DIENSTAG - FREITAG 13.00 - 18.00 UHR
SAMSTAG 11.00 - 15.00 UHR
 

Nach langjähriger beruflicher Auseinandersetzung mit zeit-genössischer Kunst widmen sich Dr. Roswitha Straihammer und Mag. Martin Seidenschwann dieser auch in ihrer eigenen Galerie. Die Galerie in einer der ältesten Straßen der Wiener Innenstadt  ist ein Ort der Kommunikation, ein Ort, der dem Besucher, dem Sammler und dem Kunstinteressierten das Kennenlernen von Künstlern und persönliche Begegnungen mit diesen ermöglicht. Sie bildet den Raum für den ästhetischen Augenblick, für das Wechselspiel zwischen dem Betrachter und dem Werk, das diesem neue Eindrücke und Blickwinkel eröffnet. 

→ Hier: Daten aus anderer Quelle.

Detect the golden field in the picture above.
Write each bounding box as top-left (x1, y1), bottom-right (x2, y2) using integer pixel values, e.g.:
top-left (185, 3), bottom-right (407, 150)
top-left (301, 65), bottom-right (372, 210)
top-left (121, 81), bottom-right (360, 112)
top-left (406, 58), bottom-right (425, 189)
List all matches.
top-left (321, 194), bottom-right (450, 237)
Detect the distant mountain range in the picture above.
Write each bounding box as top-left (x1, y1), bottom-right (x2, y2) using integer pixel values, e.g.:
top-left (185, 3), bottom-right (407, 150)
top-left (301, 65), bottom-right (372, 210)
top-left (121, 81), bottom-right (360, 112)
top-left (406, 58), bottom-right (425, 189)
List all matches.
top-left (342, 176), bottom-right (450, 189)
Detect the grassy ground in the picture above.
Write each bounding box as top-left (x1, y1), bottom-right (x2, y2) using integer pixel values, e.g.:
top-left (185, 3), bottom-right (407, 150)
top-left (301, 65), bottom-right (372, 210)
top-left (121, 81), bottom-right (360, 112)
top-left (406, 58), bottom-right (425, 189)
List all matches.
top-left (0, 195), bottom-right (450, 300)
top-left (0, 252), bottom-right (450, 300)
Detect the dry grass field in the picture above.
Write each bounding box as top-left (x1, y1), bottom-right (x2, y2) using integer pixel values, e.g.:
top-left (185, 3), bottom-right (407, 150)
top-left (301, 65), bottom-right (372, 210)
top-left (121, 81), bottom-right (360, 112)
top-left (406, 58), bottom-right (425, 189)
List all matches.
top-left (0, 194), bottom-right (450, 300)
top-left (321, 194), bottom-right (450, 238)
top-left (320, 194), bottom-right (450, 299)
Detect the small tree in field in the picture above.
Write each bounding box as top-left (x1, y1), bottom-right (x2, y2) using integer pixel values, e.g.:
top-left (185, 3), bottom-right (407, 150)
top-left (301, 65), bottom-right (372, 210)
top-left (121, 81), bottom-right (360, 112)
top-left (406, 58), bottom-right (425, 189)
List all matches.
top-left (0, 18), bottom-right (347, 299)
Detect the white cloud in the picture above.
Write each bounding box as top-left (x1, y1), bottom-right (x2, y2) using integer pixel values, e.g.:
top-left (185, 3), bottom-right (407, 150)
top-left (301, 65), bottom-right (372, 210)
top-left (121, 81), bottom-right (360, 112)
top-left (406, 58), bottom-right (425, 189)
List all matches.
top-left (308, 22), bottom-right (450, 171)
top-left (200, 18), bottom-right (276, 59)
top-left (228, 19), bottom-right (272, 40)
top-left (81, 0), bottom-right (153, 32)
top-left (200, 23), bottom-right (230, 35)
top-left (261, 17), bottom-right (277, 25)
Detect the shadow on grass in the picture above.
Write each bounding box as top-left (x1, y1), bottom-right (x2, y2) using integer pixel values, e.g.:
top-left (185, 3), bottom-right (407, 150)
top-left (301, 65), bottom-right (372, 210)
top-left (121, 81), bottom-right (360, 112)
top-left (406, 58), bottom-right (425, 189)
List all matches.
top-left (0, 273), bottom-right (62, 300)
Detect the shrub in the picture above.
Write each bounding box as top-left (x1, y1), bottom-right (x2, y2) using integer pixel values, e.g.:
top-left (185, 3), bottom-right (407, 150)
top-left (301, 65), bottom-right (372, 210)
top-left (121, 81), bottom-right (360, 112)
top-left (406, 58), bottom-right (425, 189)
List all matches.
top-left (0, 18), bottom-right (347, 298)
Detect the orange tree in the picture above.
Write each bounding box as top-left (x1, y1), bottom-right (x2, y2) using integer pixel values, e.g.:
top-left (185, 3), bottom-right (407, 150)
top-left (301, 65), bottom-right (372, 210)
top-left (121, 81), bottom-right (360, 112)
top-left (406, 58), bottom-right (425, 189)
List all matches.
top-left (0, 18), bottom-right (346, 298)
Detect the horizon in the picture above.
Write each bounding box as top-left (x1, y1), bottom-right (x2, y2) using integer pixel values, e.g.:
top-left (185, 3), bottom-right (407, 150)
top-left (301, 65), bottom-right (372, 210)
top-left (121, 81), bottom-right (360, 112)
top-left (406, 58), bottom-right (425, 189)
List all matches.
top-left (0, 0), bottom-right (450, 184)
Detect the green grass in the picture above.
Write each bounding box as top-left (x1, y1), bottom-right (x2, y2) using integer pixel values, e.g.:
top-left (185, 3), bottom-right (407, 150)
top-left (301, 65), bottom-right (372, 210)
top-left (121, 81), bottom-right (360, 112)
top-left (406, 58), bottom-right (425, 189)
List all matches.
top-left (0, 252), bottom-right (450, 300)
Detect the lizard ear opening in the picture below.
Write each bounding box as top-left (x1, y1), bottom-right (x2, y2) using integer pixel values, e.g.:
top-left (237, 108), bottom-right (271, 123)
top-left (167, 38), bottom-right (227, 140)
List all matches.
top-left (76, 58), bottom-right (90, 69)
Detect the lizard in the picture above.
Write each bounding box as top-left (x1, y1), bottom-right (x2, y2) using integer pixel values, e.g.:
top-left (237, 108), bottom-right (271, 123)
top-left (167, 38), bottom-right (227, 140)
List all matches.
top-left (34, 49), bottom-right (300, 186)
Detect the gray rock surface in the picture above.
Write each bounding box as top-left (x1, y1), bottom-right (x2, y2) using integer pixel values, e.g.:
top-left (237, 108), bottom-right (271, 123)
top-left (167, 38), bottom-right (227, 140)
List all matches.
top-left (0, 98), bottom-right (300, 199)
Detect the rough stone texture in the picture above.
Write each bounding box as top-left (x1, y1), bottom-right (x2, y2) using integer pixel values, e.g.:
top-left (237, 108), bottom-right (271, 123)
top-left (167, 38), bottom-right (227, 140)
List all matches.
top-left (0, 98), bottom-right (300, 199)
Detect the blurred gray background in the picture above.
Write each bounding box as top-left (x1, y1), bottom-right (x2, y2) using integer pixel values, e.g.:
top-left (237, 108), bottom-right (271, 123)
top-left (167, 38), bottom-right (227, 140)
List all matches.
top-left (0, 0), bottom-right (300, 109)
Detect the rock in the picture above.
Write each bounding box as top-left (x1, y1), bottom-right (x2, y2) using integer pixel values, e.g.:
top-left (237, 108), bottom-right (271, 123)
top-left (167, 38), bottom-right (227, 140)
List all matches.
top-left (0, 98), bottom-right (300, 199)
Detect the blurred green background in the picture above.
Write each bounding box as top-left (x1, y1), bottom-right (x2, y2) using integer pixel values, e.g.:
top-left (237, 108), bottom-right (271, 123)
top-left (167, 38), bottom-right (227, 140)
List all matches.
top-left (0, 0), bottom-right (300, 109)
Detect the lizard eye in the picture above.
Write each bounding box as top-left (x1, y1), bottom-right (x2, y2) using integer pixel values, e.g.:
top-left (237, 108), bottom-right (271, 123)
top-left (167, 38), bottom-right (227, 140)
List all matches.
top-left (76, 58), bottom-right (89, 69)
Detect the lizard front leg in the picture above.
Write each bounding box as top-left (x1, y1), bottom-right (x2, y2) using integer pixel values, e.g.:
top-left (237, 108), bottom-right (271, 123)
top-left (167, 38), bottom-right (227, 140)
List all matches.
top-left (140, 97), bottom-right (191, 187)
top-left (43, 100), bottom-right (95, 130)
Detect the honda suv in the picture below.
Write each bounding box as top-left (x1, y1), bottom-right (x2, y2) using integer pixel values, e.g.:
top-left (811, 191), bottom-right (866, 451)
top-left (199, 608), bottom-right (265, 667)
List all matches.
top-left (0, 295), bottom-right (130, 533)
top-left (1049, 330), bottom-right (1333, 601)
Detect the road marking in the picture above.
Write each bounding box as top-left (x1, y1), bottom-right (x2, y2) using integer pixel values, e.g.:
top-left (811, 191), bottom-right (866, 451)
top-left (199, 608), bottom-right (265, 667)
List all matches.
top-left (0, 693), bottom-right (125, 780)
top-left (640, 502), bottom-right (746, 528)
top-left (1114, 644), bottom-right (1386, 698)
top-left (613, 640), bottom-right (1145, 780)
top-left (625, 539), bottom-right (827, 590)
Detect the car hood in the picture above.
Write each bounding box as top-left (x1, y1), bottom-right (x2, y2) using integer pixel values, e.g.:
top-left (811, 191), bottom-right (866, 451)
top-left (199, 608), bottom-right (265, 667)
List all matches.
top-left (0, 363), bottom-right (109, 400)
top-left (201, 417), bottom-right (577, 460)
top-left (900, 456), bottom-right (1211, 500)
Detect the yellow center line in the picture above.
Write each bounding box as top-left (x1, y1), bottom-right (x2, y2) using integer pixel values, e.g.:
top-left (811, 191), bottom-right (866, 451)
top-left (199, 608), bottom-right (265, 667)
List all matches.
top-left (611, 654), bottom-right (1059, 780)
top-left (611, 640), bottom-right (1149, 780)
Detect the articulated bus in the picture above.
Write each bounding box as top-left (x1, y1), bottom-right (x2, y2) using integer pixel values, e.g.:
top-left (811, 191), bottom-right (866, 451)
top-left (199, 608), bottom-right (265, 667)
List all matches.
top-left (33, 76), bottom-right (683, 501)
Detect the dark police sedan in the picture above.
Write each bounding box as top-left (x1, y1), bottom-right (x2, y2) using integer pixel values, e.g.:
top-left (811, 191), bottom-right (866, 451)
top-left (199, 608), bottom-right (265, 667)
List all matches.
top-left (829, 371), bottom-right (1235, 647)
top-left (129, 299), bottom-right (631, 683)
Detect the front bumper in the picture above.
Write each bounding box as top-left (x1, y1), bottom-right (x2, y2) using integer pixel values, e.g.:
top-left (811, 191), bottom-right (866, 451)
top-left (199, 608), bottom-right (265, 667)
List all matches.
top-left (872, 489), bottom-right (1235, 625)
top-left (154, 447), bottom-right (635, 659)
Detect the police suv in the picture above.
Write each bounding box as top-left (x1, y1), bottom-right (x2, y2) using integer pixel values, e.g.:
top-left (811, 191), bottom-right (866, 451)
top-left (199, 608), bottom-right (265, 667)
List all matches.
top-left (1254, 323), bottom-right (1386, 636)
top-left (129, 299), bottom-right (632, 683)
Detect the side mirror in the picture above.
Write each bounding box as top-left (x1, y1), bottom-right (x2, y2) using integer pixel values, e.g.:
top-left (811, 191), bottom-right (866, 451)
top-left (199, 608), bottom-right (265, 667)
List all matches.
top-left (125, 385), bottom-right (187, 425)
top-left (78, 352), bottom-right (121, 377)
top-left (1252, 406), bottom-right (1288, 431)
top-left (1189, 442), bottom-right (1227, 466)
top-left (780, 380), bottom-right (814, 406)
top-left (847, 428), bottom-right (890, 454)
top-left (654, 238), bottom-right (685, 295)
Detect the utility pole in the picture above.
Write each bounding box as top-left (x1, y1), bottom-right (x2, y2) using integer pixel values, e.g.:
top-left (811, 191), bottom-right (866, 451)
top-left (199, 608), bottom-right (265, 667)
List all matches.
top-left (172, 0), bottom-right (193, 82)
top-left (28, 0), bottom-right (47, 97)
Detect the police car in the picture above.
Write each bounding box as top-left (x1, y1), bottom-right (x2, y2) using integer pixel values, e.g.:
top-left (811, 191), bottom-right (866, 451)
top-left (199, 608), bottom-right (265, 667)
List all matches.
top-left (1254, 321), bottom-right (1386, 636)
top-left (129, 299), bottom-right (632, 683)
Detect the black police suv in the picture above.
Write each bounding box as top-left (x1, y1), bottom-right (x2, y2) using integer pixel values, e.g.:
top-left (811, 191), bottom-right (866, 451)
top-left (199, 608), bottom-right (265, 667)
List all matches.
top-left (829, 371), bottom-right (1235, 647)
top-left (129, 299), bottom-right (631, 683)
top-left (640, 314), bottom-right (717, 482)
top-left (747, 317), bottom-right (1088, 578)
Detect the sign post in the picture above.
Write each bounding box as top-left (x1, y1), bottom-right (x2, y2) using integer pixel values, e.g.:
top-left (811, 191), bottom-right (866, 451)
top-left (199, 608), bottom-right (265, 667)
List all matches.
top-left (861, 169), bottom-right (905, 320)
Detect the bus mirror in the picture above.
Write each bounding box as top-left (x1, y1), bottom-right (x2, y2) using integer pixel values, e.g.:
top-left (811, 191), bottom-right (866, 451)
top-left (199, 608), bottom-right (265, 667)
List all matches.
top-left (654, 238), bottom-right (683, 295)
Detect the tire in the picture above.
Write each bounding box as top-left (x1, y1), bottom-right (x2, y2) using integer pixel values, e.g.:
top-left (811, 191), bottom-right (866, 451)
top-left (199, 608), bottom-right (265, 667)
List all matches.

Die Galerie Straihammer und Seidenschwann ist aber auch ein Diskursraum. In der Serie Gespräche am Kamin werden nicht nur der heterogene Kunstbegriff sondern auch gesellschafts-politische, wirtschaftliche und philosophische Themen diskutiert. Zentrale Themen der Präsentationen sind skulpturale Arbeiten, in der Ausstellungsreihe Kunst im Kabinett ergänzt durch Zeichnung, Fotografie und Malerei, bei denen das Spiel mit Räumlichkeit im Vordergrund steht. Im Umgang mit zeitgenössischer Kunst stehen die Begriffe Subjektivität –  Emotion –  Leidenschaft an erster Stelle. Das heißt für die Galeristen immer wieder der Neugier zu folgen und den Mut zu neuen Erfahrungen zu haben. 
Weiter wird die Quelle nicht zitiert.